Performing uncertainty quantification on a large (high-fidelity) ensemble of Discrete Fracture Models (DFM) can become computationally unfeasible. With an advanced coarsening strategy for fractured reservoirs, the numerical solution can be evaluated as a different coarse level with a certain gain in simulation performance. In terms of main flow patterns, it is therefore expected that the resulting coarser representations are still very much suitable as a diagnostic tool for classifying the full ensemble of models. In Fig.9, the temperature distribution for geothermal application in typical carbonate reservoir is shown for four ensemble members at coarse and fine scales. 
Fig.9: Temperature distribution for four members of ensemble at fine (upper row) and corse (lower row) scales.

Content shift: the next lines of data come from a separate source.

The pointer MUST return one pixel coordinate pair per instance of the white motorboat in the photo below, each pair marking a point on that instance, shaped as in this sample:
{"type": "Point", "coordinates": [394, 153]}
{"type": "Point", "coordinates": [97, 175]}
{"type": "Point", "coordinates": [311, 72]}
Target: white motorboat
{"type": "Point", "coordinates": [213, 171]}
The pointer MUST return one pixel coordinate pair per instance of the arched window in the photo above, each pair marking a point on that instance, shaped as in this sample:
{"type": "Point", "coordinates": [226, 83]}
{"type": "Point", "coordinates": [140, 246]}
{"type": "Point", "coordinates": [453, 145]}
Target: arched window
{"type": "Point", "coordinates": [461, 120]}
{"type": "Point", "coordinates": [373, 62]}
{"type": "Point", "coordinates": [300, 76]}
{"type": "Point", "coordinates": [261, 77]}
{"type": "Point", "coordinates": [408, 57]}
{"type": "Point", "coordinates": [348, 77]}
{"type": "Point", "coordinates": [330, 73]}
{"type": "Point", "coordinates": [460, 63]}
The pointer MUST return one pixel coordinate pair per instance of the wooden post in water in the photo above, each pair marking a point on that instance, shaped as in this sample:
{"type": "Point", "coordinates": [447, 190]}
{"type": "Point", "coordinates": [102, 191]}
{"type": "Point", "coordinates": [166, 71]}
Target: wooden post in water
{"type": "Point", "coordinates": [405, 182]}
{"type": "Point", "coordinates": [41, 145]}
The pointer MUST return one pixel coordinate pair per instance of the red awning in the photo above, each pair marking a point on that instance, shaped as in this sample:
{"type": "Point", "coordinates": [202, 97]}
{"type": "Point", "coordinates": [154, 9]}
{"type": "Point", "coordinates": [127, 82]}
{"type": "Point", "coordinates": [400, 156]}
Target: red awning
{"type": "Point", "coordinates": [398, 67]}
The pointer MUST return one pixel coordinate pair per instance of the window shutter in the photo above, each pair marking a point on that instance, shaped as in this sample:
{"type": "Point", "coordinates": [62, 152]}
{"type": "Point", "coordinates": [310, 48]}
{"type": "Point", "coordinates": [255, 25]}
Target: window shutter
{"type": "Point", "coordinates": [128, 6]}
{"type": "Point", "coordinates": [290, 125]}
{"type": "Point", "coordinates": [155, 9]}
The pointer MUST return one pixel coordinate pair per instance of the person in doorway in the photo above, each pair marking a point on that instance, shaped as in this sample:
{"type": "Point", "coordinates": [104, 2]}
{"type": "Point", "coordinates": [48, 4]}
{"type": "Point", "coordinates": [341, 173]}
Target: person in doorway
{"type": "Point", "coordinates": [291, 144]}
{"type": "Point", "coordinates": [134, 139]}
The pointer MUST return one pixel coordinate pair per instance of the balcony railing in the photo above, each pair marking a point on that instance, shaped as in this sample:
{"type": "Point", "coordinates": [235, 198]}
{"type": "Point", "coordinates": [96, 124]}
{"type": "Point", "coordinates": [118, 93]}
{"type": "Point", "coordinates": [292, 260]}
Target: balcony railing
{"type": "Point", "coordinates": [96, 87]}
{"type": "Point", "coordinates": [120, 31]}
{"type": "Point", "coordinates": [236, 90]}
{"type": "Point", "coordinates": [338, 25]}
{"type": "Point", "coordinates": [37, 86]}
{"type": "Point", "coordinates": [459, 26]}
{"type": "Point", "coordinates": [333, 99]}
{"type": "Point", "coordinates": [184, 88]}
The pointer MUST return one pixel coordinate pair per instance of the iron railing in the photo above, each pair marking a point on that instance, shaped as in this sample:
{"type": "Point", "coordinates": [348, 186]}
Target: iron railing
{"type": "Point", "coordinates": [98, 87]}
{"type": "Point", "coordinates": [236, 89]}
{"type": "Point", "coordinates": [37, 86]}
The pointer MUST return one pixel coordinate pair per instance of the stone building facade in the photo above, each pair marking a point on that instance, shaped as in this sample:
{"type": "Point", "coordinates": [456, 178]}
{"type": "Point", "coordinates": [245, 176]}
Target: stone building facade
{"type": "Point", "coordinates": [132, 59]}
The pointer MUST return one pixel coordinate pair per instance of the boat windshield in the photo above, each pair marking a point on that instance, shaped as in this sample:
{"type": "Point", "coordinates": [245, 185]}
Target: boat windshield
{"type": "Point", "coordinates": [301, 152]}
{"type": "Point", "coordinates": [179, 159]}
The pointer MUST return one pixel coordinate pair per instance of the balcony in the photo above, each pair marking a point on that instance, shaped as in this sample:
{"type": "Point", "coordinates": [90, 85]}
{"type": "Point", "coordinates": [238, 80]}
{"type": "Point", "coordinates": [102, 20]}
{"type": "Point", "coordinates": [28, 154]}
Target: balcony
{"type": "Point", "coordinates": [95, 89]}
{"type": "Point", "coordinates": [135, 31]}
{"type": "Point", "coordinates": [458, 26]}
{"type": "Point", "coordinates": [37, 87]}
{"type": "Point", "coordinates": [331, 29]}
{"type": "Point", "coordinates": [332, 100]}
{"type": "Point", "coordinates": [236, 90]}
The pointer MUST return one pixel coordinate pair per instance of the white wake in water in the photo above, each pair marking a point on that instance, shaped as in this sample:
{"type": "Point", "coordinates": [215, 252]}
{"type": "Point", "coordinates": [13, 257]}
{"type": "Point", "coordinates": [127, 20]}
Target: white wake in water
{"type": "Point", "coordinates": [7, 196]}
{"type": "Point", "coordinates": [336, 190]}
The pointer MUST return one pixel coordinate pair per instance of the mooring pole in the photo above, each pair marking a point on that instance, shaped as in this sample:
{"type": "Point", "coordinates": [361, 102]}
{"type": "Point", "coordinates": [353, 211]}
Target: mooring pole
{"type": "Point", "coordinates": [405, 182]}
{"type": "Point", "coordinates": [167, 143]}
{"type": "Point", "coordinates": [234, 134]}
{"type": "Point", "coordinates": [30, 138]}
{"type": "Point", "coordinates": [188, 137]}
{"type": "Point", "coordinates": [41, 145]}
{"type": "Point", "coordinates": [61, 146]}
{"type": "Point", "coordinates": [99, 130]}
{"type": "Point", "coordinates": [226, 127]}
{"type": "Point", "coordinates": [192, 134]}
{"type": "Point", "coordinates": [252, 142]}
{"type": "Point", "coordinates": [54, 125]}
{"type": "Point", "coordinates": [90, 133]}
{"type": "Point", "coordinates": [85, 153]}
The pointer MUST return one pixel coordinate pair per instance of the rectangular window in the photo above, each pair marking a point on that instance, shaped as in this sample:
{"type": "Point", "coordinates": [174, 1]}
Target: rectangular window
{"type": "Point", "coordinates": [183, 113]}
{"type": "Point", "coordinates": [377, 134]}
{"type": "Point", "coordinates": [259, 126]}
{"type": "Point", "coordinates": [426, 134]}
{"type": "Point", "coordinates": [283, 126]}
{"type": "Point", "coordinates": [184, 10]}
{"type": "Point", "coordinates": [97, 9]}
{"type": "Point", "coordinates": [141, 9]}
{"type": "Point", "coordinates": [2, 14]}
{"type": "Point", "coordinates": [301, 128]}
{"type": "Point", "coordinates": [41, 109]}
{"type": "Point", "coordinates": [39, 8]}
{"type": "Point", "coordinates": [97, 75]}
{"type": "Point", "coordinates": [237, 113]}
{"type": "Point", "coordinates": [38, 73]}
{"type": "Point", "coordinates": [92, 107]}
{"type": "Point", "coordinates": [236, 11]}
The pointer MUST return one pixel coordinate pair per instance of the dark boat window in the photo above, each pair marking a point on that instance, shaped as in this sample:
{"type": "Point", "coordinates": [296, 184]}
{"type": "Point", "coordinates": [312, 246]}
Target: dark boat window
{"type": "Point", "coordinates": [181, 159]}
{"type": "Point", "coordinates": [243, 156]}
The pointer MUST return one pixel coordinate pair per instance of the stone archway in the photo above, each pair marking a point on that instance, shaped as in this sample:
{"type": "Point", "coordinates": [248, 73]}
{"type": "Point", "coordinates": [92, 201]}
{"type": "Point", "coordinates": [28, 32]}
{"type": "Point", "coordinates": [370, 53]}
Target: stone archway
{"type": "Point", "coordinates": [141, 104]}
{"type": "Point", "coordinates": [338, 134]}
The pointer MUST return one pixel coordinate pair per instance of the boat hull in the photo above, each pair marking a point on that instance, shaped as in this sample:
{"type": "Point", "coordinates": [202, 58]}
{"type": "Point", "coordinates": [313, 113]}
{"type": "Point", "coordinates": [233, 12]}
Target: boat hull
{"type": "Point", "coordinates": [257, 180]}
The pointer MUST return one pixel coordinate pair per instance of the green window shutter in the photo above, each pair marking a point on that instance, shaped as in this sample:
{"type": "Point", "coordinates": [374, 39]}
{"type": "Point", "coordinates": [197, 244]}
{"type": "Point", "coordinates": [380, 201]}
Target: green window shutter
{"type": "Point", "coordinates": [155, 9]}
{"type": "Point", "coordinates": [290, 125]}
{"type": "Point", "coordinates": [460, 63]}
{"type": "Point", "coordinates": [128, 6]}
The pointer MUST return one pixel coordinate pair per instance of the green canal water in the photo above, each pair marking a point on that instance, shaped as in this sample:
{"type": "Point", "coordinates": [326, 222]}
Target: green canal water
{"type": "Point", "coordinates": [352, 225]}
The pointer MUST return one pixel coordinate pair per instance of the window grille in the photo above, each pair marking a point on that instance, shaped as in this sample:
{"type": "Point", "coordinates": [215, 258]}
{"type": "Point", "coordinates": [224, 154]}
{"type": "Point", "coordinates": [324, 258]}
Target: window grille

Using the well rates, pressure, and field-scale production data from the coarse simulation results, a clustering algorithm can be performed to select ensemble representatives based on continuous Multi-Dimensional Scaling9. Once the ensemble representatives are determined at a certain coarse scale (relative fast procedure), the full stochastic response can be reconstructed for fine-scale. In Fig.10, this procedure is illustrated for full ensemble with members shown in Fig.9. 
Fig.10: Clustering of MDS distances for coarse (a) and reconstruction of stochastic response at fine scales (b).